Evaluation of the Oral Bacterial Genome and Metabolites in Patients with Wolfram Syndrome

Affiliations

Evaluation of the Oral Bacterial Genome and Metabolites in Patients with Wolfram Syndrome

E Zmysłowska-Polakowska et al. Int J Mol Sci. .

Abstract

In Wolfram syndrome (WFS), due to the loss of wolframin function, there is increased ER stress and, as a result, progressive neurodegenerative disorders, accompanied by insulin-dependent diabetes. The aim of the study was to evaluate the oral microbiome and metabolome in WFS patients compared with patients with type 1 diabetes mellitus (T1DM) and controls. The buccal and gingival samples were collected from 12 WFS patients, 29 HbA1c-matched T1DM patients (p = 0.23), and 17 healthy individuals matched by age (p = 0.09) and gender (p = 0.91). The abundance of oral microbiota components was obtained by Illumina sequencing the 16S rRNA gene, and metabolite levels were measured by gas chromatography-mass spectrometry. Streptococcus (22.2%), Veillonella (12.1%), and Haemophilus (10.8%) were the most common bacteria in the WFS patients, while comparisons between groups showed significantly higher abundance of Olsenella, Dialister, Staphylococcus, Campylobacter, and Actinomyces in the WFS group (p < 0.001).

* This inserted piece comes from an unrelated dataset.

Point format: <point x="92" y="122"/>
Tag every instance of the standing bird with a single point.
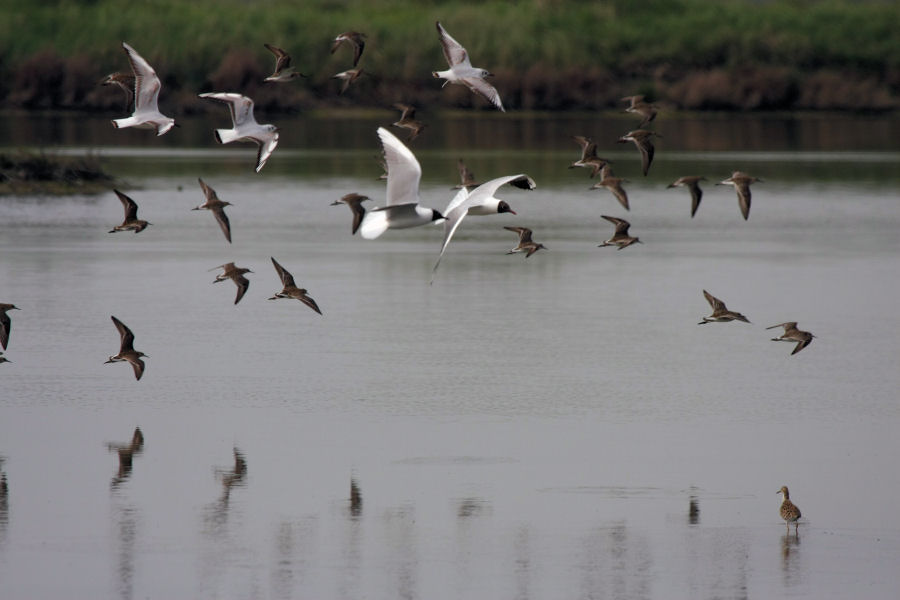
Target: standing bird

An ROC curve (AUC = 0.861) was constructed for the three metabolites that best discriminated WFS from T1DM and controls (acetic acid, benzoic acid, and lactic acid). Selected oral microorganisms and metabolites that distinguish WFS patients from T1DM patients and healthy individuals may suggest their possible role in modulating neurodegeneration and serve as potential biomarkers and indicators of future therapeutic strategies.

Keywords: Wolfram syndrome; gingival samples; metabolomics; neurodegeneration; oral microbiome.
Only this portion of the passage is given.